Las justificaciones dadas por los pesos pesados del empresariado local parecen broma. No ven más allá de los límites de su negocio. ¿Cómo es eso de que el chavismo los tenía en la mira y que sufrirían represalias? Viven en una burbuja donde todo lo externo es una amenaza. ¿Quién los asesora para andar tan paranoicos? ¿No tienen un equipo que los ayude a romper esa mirada monolítica de la realidad?
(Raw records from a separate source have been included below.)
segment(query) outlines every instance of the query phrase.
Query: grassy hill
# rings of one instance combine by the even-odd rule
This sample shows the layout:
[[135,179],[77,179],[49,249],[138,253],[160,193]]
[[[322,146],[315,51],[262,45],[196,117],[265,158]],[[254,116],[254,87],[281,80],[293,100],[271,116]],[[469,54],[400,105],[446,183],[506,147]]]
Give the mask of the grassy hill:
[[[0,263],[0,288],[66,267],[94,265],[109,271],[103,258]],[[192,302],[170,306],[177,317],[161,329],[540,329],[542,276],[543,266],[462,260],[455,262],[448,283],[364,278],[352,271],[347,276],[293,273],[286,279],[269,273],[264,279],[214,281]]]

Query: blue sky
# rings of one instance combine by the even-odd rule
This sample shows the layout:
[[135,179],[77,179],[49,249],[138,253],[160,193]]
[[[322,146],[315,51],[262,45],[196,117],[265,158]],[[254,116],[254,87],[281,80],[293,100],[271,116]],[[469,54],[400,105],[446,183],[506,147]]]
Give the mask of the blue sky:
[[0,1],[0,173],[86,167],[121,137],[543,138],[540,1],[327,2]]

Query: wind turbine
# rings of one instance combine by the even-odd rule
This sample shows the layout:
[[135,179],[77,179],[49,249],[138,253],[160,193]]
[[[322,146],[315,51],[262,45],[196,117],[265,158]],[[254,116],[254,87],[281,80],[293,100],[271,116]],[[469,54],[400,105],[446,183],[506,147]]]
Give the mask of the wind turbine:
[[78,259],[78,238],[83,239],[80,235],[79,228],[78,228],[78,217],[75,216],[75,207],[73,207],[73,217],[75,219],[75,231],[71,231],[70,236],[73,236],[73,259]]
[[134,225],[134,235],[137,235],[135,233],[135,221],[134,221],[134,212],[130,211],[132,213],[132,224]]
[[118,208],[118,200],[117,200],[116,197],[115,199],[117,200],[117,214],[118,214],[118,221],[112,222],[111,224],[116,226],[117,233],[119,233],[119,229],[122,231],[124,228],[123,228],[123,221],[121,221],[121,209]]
Hemos normalizado que las fortunas personales y corporativas impongan una lógica de mercado en la democracia. Ha pasado en todas las elecciones, a nivel nacional y municipal, con empresas locales y extranjeras. Algunas incurrieron en corrupción y otras no, pero todas buscan asegurar su influencia y la maximización de sus ingresos, no de la representación democrática. Esa ha sido la práctica común por décadas, normalizando los conflictos de intereses, las puertas giratorias, los compromisos de favores futuros y los pactos de silencio. Así el Estado y la política han terminado secuestrados.
Ante este problema extremo, la salida tiene que ser extrema: las personas jurídicas deberían estar prohibidas de hacer aportes a partidos, limitando este derecho solo a personas naturales y hasta montos máximos. La lógica de mercado no tiene por qué seguir influyendo en nuestra política y democracia. Ya estuvo bueno.